For years I’ve felt as if I am in a vortex… How can I fix what’s wrong in my thinking if I don’t know what it is? But, while the above statement is, true, the balance is somewhere between it and the following…

“Waiting for the right time to begin putting ideas and plans into action till the waiting becomes a permanent habit.”

What if I never figure out what’s wrong? So much of my life I have felt like I am sitting on a spring that’s ready to go *sproing*. In more recent years the operative word is “driven.” What if this restlessness follows me to my grave???

I am a yellow personality type, not a blue… but a yellow with ADHD shares a lot of the blue weaknesses. The answer for me has to be the same as it is for anyone else with similar weaknesses. The question again… “Why do people spend so much time creating alibis to cover their weaknesses?”

And the answer?

“If used differently the same time would be sufficient to cure the weaknesses, and no alibis would be needed.”

I don’t know why it is such a struggle for me. Maybe I just forget too often that it is a journey… a process. No matter what my weaknesses, I need to say my self talk hundreds of times a day. Even if it is extremely challenging for me to remember to say it at all.

Tonight my friend Cheryl is coming from 500 miles away, to use her alternative health care techniques to balance each person in our family for the loss of James.

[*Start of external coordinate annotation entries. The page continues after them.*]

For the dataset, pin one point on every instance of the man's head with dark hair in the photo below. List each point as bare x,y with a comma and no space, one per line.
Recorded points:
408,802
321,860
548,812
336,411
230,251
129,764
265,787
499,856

I don’t know what she is going to do exactly, but I know it will make a difference. I just hope it will help me to be able to focus better on my daily tasks… and help me to forge ahead a little faster in building my business. She is coming at just the right time too… this past week James’ death has finally begun to sink in for me. The cocoon…the buffer…the numbness is wearing off, and the REALness of his absence is all too…starkly real. When I am overcome by fatigue and a total lack of motivation, I will do SOMEthing, remembering, “I can do all things through Christ, Who strengthens me.”